MCP implementations are susceptible to risks, such as attacks, cascading failures, and loss of human oversight. You can mitigate these risks by vetting MCP servers for security and reliability, following Microsoft's recommended practices and industry best practices, and implementing approval mechanisms and monitoring cascading behaviors.

MCP is an open protocol that standardizes how AI applications connect to external data sources and tools.

In Azure AI Search, each knowledge base is a standalone MCP server that exposes the knowledge_base_retrieve tool. Any MCP-compatible client, including Foundry Agent Service, GitHub Copilot, Claude, and Cursor, can invoke this tool to query the knowledge base.

MCP endpoint format

Each knowledge base has an MCP endpoint at the following URL.

https://<your-service-name>.search.windows.net/knowledgebases/<your-knowledge-base-name>/mcp?api-version=<api-version>

The API version you specify determines what the connection returns. With 2026-05-01-preview, the knowledge base can return synthesized answers when the underlying knowledge base is configured with an LLM and a compatible reasoning effort. With 2026-04-01, retrieval is always minimal and extractive, and the connection returns grounding data only.

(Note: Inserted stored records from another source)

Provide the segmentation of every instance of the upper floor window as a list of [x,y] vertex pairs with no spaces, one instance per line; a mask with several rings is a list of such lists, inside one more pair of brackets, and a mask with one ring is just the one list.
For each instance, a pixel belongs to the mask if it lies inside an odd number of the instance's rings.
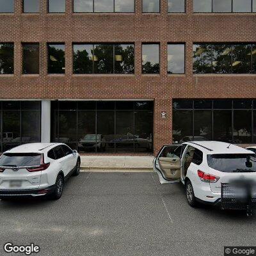
[[22,44],[23,74],[39,74],[39,44]]
[[159,45],[142,45],[142,73],[159,74]]
[[0,0],[0,13],[12,13],[13,12],[14,0]]
[[160,0],[143,0],[143,12],[160,12]]
[[185,73],[185,45],[170,44],[168,45],[168,72]]
[[39,1],[40,0],[23,0],[23,12],[38,13]]
[[13,74],[13,43],[0,43],[0,74]]
[[194,12],[253,12],[256,0],[194,0]]
[[168,0],[168,12],[185,12],[185,0]]
[[74,74],[133,74],[133,44],[74,44]]
[[74,0],[74,12],[134,12],[134,0]]
[[204,44],[193,45],[196,74],[256,73],[256,44]]
[[48,44],[48,74],[65,73],[65,44]]
[[66,11],[66,0],[48,0],[48,12],[63,13]]

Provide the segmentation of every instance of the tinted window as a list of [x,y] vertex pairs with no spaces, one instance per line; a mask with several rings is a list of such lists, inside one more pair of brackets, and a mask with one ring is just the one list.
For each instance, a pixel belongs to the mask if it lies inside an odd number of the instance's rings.
[[197,148],[195,149],[194,154],[193,155],[192,163],[196,165],[200,165],[203,162],[203,152]]
[[51,150],[48,151],[47,157],[51,158],[52,159],[55,159],[55,154],[53,149],[51,149]]
[[185,73],[185,45],[168,44],[168,72],[169,74]]
[[49,0],[49,12],[65,12],[66,0]]
[[41,164],[41,154],[6,153],[0,158],[0,166],[36,166]]
[[0,74],[13,74],[13,44],[0,43]]
[[39,12],[39,0],[23,0],[23,12],[26,13]]
[[168,12],[184,12],[185,0],[168,0]]
[[142,73],[159,73],[159,45],[142,45]]
[[223,154],[207,156],[208,165],[223,172],[256,172],[256,155]]
[[65,44],[48,44],[48,73],[65,73]]
[[22,44],[23,74],[39,74],[39,44]]
[[160,0],[143,0],[143,12],[159,12]]
[[194,0],[194,12],[211,12],[212,0]]
[[57,146],[54,148],[56,159],[60,159],[64,156],[64,153],[61,146]]
[[0,13],[13,13],[14,0],[0,0]]

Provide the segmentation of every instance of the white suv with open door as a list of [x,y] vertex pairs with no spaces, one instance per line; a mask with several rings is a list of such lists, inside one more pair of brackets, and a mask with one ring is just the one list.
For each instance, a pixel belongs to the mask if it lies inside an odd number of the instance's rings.
[[256,155],[252,151],[224,142],[190,141],[163,147],[153,165],[161,184],[185,185],[191,206],[200,202],[220,202],[223,209],[255,207]]
[[63,143],[29,143],[0,157],[0,198],[61,196],[65,180],[80,171],[80,156]]

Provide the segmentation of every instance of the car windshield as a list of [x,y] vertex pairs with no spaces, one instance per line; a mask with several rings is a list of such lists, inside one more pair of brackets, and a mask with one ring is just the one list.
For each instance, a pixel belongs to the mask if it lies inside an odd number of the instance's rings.
[[256,172],[256,154],[221,154],[207,156],[208,165],[223,172]]
[[38,166],[40,164],[40,154],[5,153],[0,158],[0,166]]

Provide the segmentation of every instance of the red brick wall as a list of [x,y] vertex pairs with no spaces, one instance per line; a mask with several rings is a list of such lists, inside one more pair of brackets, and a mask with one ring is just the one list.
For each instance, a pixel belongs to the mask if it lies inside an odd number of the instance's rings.
[[[0,99],[152,99],[155,100],[154,153],[172,141],[172,98],[255,98],[255,75],[193,75],[193,42],[256,42],[256,13],[22,13],[15,0],[14,14],[0,14],[0,42],[15,43],[15,74],[0,76]],[[40,74],[22,75],[21,42],[40,43]],[[47,75],[47,42],[66,44],[65,75]],[[73,75],[72,42],[134,42],[134,75]],[[142,75],[141,42],[160,42],[160,75]],[[186,74],[167,75],[167,43],[185,42]],[[167,118],[161,118],[165,111]]]

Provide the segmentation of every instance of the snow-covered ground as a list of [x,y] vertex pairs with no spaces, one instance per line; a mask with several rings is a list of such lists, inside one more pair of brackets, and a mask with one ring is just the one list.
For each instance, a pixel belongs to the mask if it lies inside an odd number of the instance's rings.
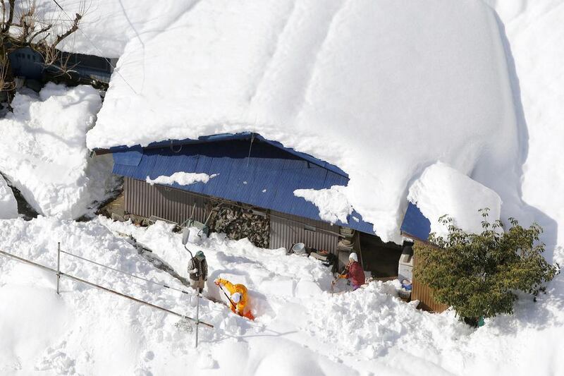
[[[99,218],[90,222],[39,217],[0,222],[0,249],[54,267],[63,250],[183,289],[142,258],[119,234],[133,235],[180,276],[188,254],[170,225],[149,228]],[[254,322],[207,298],[201,301],[200,343],[174,316],[0,258],[0,370],[3,375],[561,375],[564,278],[537,303],[473,330],[451,312],[432,315],[400,301],[398,282],[372,282],[331,295],[331,274],[314,260],[262,250],[212,234],[204,295],[221,299],[217,277],[251,291]],[[560,251],[558,259],[564,261]],[[63,254],[62,270],[189,316],[193,296],[166,290]],[[344,289],[340,286],[340,289]]]
[[439,159],[518,214],[520,131],[482,1],[213,0],[166,16],[125,45],[89,147],[257,132],[346,171],[384,241],[400,242],[409,183]]
[[[423,171],[442,162],[458,170],[456,181],[468,176],[498,195],[502,219],[539,222],[547,258],[563,265],[564,7],[561,0],[487,2],[497,13],[478,0],[93,2],[83,29],[97,47],[79,32],[66,48],[120,56],[118,71],[133,89],[114,74],[99,116],[99,97],[89,87],[16,96],[14,114],[0,120],[0,171],[49,217],[0,219],[0,250],[53,267],[61,241],[77,255],[183,288],[118,234],[133,234],[185,277],[188,256],[168,225],[70,219],[111,186],[111,159],[89,159],[86,142],[252,131],[350,174],[339,193],[348,203],[326,208],[328,216],[352,205],[394,238],[410,187],[419,181],[418,194],[436,198],[450,181],[422,183]],[[59,3],[70,14],[78,4]],[[3,187],[0,217],[13,208]],[[484,202],[498,202],[489,197]],[[454,203],[462,212],[477,205]],[[400,301],[391,282],[331,296],[326,269],[281,250],[219,234],[192,249],[208,256],[210,281],[221,275],[247,285],[257,317],[251,323],[202,300],[202,318],[216,327],[201,328],[197,351],[173,316],[66,279],[57,296],[52,274],[0,257],[0,374],[564,375],[562,274],[537,302],[522,296],[514,315],[472,330],[452,312],[431,315]],[[186,294],[68,255],[62,265],[195,313]],[[205,295],[221,298],[210,283]]]
[[89,158],[85,133],[102,101],[90,86],[18,93],[0,119],[0,171],[39,213],[78,218],[106,198],[111,156]]

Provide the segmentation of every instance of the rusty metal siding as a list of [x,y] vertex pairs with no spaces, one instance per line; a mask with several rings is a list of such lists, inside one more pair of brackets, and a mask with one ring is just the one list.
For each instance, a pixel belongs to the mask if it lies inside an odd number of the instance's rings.
[[[173,188],[126,177],[124,181],[125,210],[126,214],[148,218],[152,215],[181,224],[190,215],[196,203],[195,219],[204,222],[208,214],[206,198]],[[306,226],[315,231],[305,229]],[[304,243],[308,247],[337,253],[338,226],[314,221],[278,212],[270,212],[269,248],[290,248],[295,243]]]
[[[316,231],[306,230],[305,225],[314,227]],[[336,255],[338,231],[338,226],[271,211],[269,248],[289,249],[295,243],[303,243],[307,247],[326,250]]]
[[[414,248],[415,251],[415,248]],[[413,268],[417,265],[417,252],[413,255]],[[435,301],[433,297],[433,290],[428,286],[419,283],[416,278],[413,279],[413,286],[411,292],[411,300],[419,301],[418,308],[431,312],[443,312],[448,306]]]
[[152,215],[181,224],[190,217],[192,207],[196,204],[194,219],[204,222],[207,214],[207,200],[200,195],[159,185],[125,178],[125,213],[140,217]]

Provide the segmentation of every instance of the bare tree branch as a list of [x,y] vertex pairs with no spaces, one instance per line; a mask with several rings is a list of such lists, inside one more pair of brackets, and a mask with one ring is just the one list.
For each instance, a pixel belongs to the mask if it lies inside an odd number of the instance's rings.
[[16,6],[16,0],[8,0],[8,4],[10,5],[10,10],[8,13],[8,20],[6,21],[6,23],[4,23],[4,29],[2,29],[3,32],[8,32],[10,26],[12,25],[12,21],[13,20],[13,9]]

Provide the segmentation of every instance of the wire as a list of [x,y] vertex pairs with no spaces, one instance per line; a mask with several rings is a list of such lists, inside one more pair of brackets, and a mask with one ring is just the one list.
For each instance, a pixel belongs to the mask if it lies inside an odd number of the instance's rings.
[[[57,1],[56,1],[56,0],[53,0],[53,2],[54,2],[54,3],[56,4],[56,6],[58,6],[58,7],[59,7],[59,8],[60,8],[61,11],[63,11],[63,13],[65,13],[65,16],[66,16],[66,18],[68,18],[68,20],[69,20],[69,21],[70,21],[70,22],[74,22],[74,20],[73,20],[73,19],[72,19],[72,18],[70,18],[70,17],[68,16],[68,13],[66,13],[66,11],[65,11],[65,10],[64,10],[64,9],[63,9],[63,7],[62,7],[62,6],[61,6],[61,4],[59,4],[57,2]],[[110,66],[111,66],[111,68],[114,69],[114,72],[116,72],[116,73],[118,73],[118,75],[119,75],[119,76],[121,78],[121,79],[122,79],[122,80],[123,80],[123,82],[124,82],[124,83],[125,83],[125,84],[127,84],[127,85],[128,85],[128,86],[129,86],[129,88],[130,88],[130,89],[131,89],[131,90],[133,91],[133,92],[135,92],[135,94],[137,94],[137,95],[139,95],[139,93],[138,93],[138,92],[137,92],[137,91],[136,91],[136,90],[135,90],[133,88],[133,86],[131,86],[131,85],[130,85],[130,83],[128,82],[128,80],[125,80],[125,77],[123,77],[123,76],[121,75],[121,73],[119,73],[119,71],[118,71],[118,70],[117,70],[117,68],[116,68],[116,66],[114,66],[114,64],[112,64],[112,63],[111,63],[111,61],[109,61],[109,59],[108,59],[106,57],[105,57],[105,56],[104,56],[104,52],[103,52],[103,51],[102,51],[100,49],[99,49],[99,48],[98,48],[98,47],[96,46],[96,44],[94,44],[94,42],[92,42],[92,40],[91,40],[90,37],[88,37],[88,35],[86,35],[86,34],[85,34],[85,32],[83,32],[83,31],[82,31],[82,30],[80,29],[80,28],[79,28],[79,27],[78,27],[78,25],[77,25],[77,27],[76,27],[76,28],[77,28],[77,30],[78,30],[78,31],[80,31],[80,32],[82,33],[82,35],[84,35],[84,37],[85,37],[85,38],[86,38],[86,39],[88,40],[88,42],[90,42],[90,44],[92,44],[92,47],[93,47],[94,49],[96,49],[96,50],[97,50],[97,51],[98,51],[98,52],[100,54],[100,57],[102,57],[102,59],[104,59],[106,61],[107,61],[107,62],[108,62],[108,63],[110,65]]]
[[114,272],[118,272],[121,273],[123,274],[125,274],[125,275],[128,275],[128,276],[130,276],[130,277],[133,277],[133,278],[137,278],[137,279],[141,279],[142,281],[145,281],[145,282],[149,282],[150,284],[156,284],[157,286],[165,287],[166,289],[170,289],[171,290],[175,290],[176,291],[179,291],[179,292],[181,292],[181,293],[188,293],[188,294],[191,294],[192,293],[190,293],[190,292],[188,292],[188,291],[187,291],[185,290],[181,290],[180,289],[176,289],[174,287],[171,287],[170,286],[168,286],[168,285],[166,285],[166,284],[159,284],[159,282],[155,282],[154,281],[152,281],[150,279],[146,279],[142,278],[141,277],[136,276],[135,274],[132,274],[123,272],[123,270],[119,270],[118,269],[114,269],[113,267],[111,267],[102,265],[102,264],[99,264],[98,262],[96,262],[95,261],[92,261],[92,260],[88,260],[87,258],[82,257],[80,257],[80,256],[79,256],[78,255],[75,255],[73,253],[70,253],[69,252],[66,252],[66,251],[63,250],[61,250],[61,253],[66,253],[66,254],[68,255],[69,256],[73,256],[74,257],[82,260],[88,262],[91,262],[91,263],[92,263],[92,264],[94,264],[95,265],[98,265],[99,267],[105,267],[106,269],[109,269],[110,270],[114,270]]

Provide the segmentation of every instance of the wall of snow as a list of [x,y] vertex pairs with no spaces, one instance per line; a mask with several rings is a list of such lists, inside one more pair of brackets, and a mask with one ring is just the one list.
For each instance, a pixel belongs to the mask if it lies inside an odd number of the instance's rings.
[[195,174],[188,172],[175,172],[170,176],[161,175],[157,178],[152,179],[149,176],[147,177],[145,181],[152,186],[155,183],[157,184],[173,184],[178,183],[180,186],[188,186],[193,184],[194,183],[207,183],[210,178],[213,178],[216,176],[216,174],[208,175],[207,174]]
[[324,221],[336,223],[338,220],[347,223],[347,217],[352,213],[352,207],[348,203],[345,193],[347,188],[333,186],[329,189],[296,189],[294,195],[303,198],[313,203],[319,210],[319,218]]
[[439,222],[444,214],[467,232],[479,234],[484,220],[478,210],[489,208],[487,220],[500,219],[501,199],[492,190],[442,162],[429,166],[410,187],[407,200],[430,222],[431,231],[446,236],[448,226]]
[[0,175],[0,219],[18,218],[18,202],[12,189]]
[[482,1],[213,0],[176,16],[127,44],[133,90],[114,75],[89,147],[257,132],[344,169],[385,241],[439,159],[520,205],[508,64]]
[[48,84],[16,95],[0,119],[0,171],[39,214],[78,218],[106,197],[111,157],[89,158],[85,134],[102,106],[89,86]]

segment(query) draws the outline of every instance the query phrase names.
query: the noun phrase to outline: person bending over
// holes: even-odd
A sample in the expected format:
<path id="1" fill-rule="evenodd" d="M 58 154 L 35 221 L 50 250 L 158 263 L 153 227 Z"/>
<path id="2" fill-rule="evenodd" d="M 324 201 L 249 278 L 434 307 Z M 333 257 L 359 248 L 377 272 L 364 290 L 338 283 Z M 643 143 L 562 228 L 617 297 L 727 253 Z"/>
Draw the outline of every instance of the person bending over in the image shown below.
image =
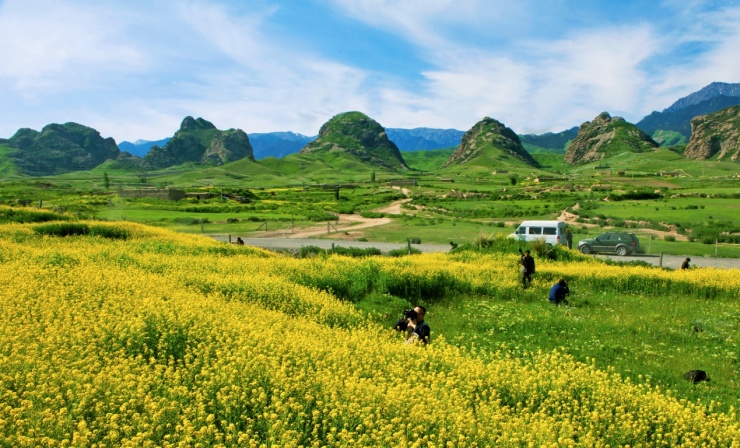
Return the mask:
<path id="1" fill-rule="evenodd" d="M 568 304 L 568 301 L 565 299 L 565 296 L 570 294 L 570 290 L 568 289 L 568 283 L 564 279 L 558 280 L 557 283 L 552 285 L 552 288 L 550 288 L 550 296 L 547 298 L 547 300 L 550 301 L 550 303 L 554 303 L 555 305 L 560 305 L 562 303 Z"/>
<path id="2" fill-rule="evenodd" d="M 429 343 L 431 329 L 429 324 L 424 321 L 427 309 L 423 306 L 417 306 L 413 310 L 405 310 L 403 316 L 393 326 L 396 331 L 405 331 L 406 343 L 421 341 L 424 344 Z"/>

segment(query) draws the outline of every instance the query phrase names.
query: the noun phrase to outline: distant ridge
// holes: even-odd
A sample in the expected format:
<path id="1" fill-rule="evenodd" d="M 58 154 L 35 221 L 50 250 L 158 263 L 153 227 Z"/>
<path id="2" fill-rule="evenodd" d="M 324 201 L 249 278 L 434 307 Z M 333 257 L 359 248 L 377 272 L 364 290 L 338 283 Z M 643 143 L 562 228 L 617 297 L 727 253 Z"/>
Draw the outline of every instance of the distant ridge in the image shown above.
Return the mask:
<path id="1" fill-rule="evenodd" d="M 677 110 L 685 109 L 719 95 L 740 97 L 740 83 L 729 84 L 726 82 L 713 82 L 703 87 L 701 90 L 677 100 L 675 103 L 663 109 L 663 112 L 675 112 Z"/>
<path id="2" fill-rule="evenodd" d="M 316 136 L 308 137 L 294 132 L 249 134 L 249 142 L 252 144 L 255 159 L 266 157 L 281 159 L 287 155 L 297 153 L 314 140 L 316 140 Z"/>
<path id="3" fill-rule="evenodd" d="M 401 151 L 450 148 L 460 144 L 465 131 L 435 128 L 386 128 L 388 138 Z"/>
<path id="4" fill-rule="evenodd" d="M 167 144 L 168 141 L 170 141 L 170 137 L 155 141 L 136 140 L 133 143 L 124 141 L 118 144 L 118 149 L 120 149 L 121 152 L 125 151 L 135 156 L 144 157 L 152 148 L 152 146 L 164 146 Z"/>
<path id="5" fill-rule="evenodd" d="M 564 152 L 568 142 L 576 138 L 577 135 L 578 126 L 573 126 L 570 129 L 557 133 L 546 132 L 544 134 L 519 135 L 519 139 L 522 143 L 539 146 L 540 148 L 562 150 Z"/>
<path id="6" fill-rule="evenodd" d="M 740 105 L 691 120 L 693 134 L 684 154 L 697 160 L 740 161 Z"/>
<path id="7" fill-rule="evenodd" d="M 654 136 L 656 131 L 674 131 L 684 137 L 691 136 L 691 120 L 726 107 L 740 104 L 740 84 L 713 82 L 701 90 L 687 95 L 663 112 L 654 111 L 643 117 L 636 126 Z"/>

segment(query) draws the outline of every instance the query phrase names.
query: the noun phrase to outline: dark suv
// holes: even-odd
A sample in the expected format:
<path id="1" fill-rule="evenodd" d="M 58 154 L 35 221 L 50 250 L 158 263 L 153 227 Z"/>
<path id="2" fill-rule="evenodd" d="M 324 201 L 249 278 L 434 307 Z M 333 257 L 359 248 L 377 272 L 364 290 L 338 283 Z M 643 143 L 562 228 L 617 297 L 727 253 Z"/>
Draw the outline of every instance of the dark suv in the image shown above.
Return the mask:
<path id="1" fill-rule="evenodd" d="M 609 232 L 596 238 L 586 238 L 578 242 L 578 250 L 584 254 L 596 254 L 599 252 L 614 252 L 624 256 L 640 249 L 640 240 L 634 233 Z"/>

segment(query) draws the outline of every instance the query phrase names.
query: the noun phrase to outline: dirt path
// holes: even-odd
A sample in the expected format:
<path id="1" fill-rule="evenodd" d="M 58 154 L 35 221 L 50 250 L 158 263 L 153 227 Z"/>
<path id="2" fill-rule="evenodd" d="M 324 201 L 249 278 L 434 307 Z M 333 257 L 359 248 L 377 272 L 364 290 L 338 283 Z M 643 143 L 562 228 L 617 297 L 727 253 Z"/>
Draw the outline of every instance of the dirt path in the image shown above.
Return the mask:
<path id="1" fill-rule="evenodd" d="M 402 188 L 402 187 L 393 187 L 395 189 L 401 190 L 401 192 L 409 196 L 411 193 L 408 189 Z M 411 198 L 407 197 L 405 199 L 400 199 L 398 201 L 393 201 L 390 204 L 377 208 L 373 210 L 377 213 L 384 213 L 389 215 L 400 215 L 402 213 L 403 204 L 411 201 Z M 342 232 L 348 232 L 348 231 L 354 231 L 354 230 L 360 230 L 360 229 L 366 229 L 368 227 L 375 227 L 375 226 L 382 226 L 384 224 L 389 224 L 392 222 L 391 218 L 364 218 L 357 214 L 351 214 L 351 215 L 338 215 L 339 219 L 338 221 L 332 223 L 331 230 L 336 232 L 334 233 L 339 234 Z M 327 225 L 326 223 L 322 224 L 316 224 L 309 227 L 304 227 L 299 231 L 293 232 L 293 233 L 287 233 L 285 230 L 276 230 L 276 231 L 269 231 L 269 232 L 261 232 L 259 233 L 259 236 L 262 238 L 275 238 L 275 237 L 283 237 L 283 238 L 308 238 L 311 236 L 316 235 L 325 235 L 327 234 Z M 358 235 L 353 235 L 353 237 L 357 237 Z"/>
<path id="2" fill-rule="evenodd" d="M 572 207 L 573 210 L 578 210 L 580 208 L 580 204 L 576 204 Z M 566 223 L 575 223 L 576 219 L 578 218 L 578 215 L 571 213 L 568 211 L 568 209 L 563 209 L 562 212 L 560 212 L 560 216 L 558 216 L 558 221 L 565 221 Z M 630 221 L 634 222 L 634 221 Z M 589 223 L 578 223 L 580 226 L 583 227 L 598 227 L 596 224 L 589 224 Z M 644 223 L 643 223 L 644 224 Z M 604 229 L 608 230 L 611 229 L 611 226 L 605 226 Z M 671 230 L 655 230 L 655 229 L 647 229 L 647 228 L 640 228 L 641 232 L 649 233 L 651 235 L 654 235 L 656 238 L 662 239 L 666 235 L 672 235 L 674 238 L 676 238 L 676 241 L 688 241 L 689 238 L 686 235 L 681 235 L 676 231 L 676 229 Z"/>

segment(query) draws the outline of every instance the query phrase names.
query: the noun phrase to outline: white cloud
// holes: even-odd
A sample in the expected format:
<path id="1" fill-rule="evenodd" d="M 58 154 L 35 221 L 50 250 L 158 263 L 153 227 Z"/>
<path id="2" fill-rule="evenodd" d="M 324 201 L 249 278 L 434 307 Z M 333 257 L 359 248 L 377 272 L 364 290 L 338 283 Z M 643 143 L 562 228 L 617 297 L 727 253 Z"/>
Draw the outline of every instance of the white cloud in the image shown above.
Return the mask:
<path id="1" fill-rule="evenodd" d="M 5 1 L 0 4 L 0 79 L 24 95 L 41 95 L 80 87 L 98 71 L 128 71 L 142 55 L 120 43 L 119 31 L 104 8 Z"/>
<path id="2" fill-rule="evenodd" d="M 313 7 L 330 14 L 326 4 Z M 694 2 L 684 16 L 687 3 L 671 0 L 660 20 L 623 24 L 555 0 L 328 4 L 348 26 L 402 39 L 425 67 L 409 79 L 392 64 L 324 56 L 337 53 L 277 22 L 280 2 L 0 1 L 0 136 L 78 121 L 117 141 L 153 140 L 186 115 L 315 134 L 348 110 L 388 127 L 465 130 L 491 116 L 517 132 L 560 131 L 605 110 L 637 121 L 709 82 L 740 80 L 740 8 Z M 695 54 L 673 58 L 693 43 Z"/>

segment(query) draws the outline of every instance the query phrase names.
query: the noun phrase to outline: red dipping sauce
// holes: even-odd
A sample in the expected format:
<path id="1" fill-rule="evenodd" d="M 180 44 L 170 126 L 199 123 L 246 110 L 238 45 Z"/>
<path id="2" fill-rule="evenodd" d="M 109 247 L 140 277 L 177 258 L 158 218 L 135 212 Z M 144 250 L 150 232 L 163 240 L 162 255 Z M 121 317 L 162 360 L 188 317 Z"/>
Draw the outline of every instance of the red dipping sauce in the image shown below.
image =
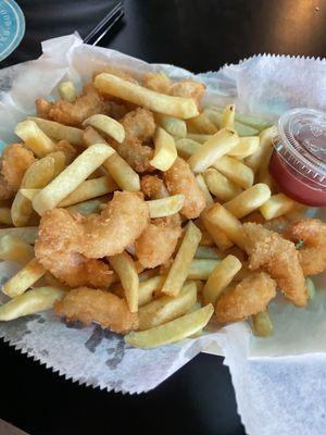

Authenticate to the MCP endpoint

The MCP endpoint requires authentication via custom headers. You have two options:

(Recommended) Pass a bearer token in the Authorization header. The identity behind the token must have the Search Index Data Reader role assigned on the search service. This approach avoids storing keys in configuration files. For more information, see Connect your app to Azure AI Search using identities.
Pass an admin key in the api-key header. An admin key provides full read-write access to the search service, so use it with caution. For more information, see Connect to Azure AI Search using API keys.

Tip

Each MCP client configures custom headers differently. For example:

In Foundry Agent Service, you configure authentication via a project connection and add the MCP tool to an agent. The service automatically injects the required headers on MCP requests.
In GitHub Copilot and similar clients, you configure headers in the MCP server JSON, such as mcp.json.

Filter search index knowledge sources at query time

When retrieving from a search index knowledge source, you can apply an OData filter at query time to narrow the results to specific documents or fields. The filter expression uses OData syntax and is passed via the filterAddOn parameter.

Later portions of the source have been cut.